Friday, Jan. 18, 2019
By Marie Mischel
Intermountain Catholic

Along about Christmas my smartphone began to tell me I’d been spending an appalling amount of screen time. What with texts and Facebook and searching the internet, I’d spend more hours on the phone each day than I did anything else except work and sleeping. At the same time, I was complaining about being overwhelmed with activity, to the point where my prayer was limited to grace at meals and a hurried “thanks for letting me make it through the day, God,” before I fell asleep.

With New Year’s right around the corner, I made a resolution to spend less time staring at the screen and more time talking to God. This hasn’t been as simple as it seems. I can’t go cold turkey on Facebook – I’m responsible for the office’s social media, so I update the page a couple of times a day. As any user knows, once you’re on the page it’s incredibly easy to follow one link, then another, and another, until you find that an hour has gone by.

I’ve also found that, in need of beauty before falling asleep, I’ll open my phone’s photo albums. There, too, is the siren call to keep scrolling down, recalling memory upon memory.

Then came the Jan. 6 entry in “Three Minutes a Day,” a book by The Christophers that I use as a daily reminder that there is in fact some good in the world, even when it seems all is evil. The Christophers’ motto is “It’s better to light one candle than to curse the darkness;” their book reflects this by telling the story of small (and sometimes big) deeds of goodness, hope and charity.
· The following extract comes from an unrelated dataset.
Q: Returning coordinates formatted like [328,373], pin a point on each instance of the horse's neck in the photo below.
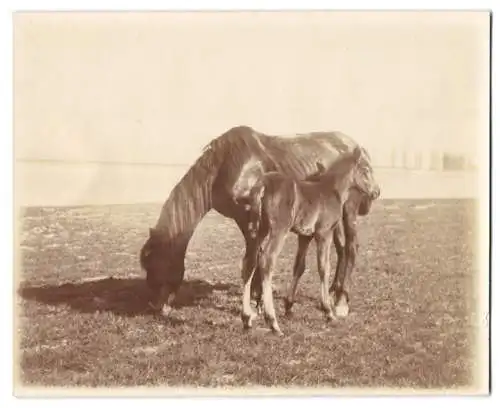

The Jan. 6 entry quoted author Gary Jansen, writing at Angelus, suggesting that we do “microshifts” of 15 minutes, seven minutes, one minute, 10 seconds, one second. Within these short periods of time, we can pick up trash, pray the rosary, write a letter, allow someone to go ahead of you in line, laugh, tell God or someone else, “I love you,” Jansen writes, according to “Three Minutes a Day.”

The difficulty lies in putting down the phone to make the time for these microshifts. I’ve found that if I set a schedule for checking Facebook I’m much better at keeping the scrolling to a minimum – if I only pick up the phone every four hours, and stop once I’ve scanned all the new posts (and not taken the quiz that will tell me which saint I might have been in my previous life, and avoided clicking on the link that will take me to a page detailing vacations I could never possibly afford), then I spend much less time staring at the screen.

Another problem I’ve decided to address this year is that of rushing through life. I won’t give anyone a minute if 30 seconds will do, I’m in such a rush to get to my next chore that I cut corners on the project in front of me, even before the “Amen” at the end of grace is out of my mouth the forkful of food is on the way in. I may accomplish more by hurrying through the day, but I can attest to the fact that at bedtime I won’t have fully experienced anything I’ve done, much less savored it.

As if to encourage my new behavior, the saying on my calendar today is this, from St. Vincent de Paul, “Grace has its moments. Let us abandon ourselves to the providence of God and be very careful not to run ahead of it.”

I cannot see grace if I am staring at my cell phone; I cannot experience grace if I am worried about what’s next on the schedule. God, let me open my eyes to the world around me, and to see and feel and taste and hear and smell you, and most of all to find you in others so that I might share the love that pours out from you in every moment. Amen.

Marie Mischel is editor of the Intermountain Catholic.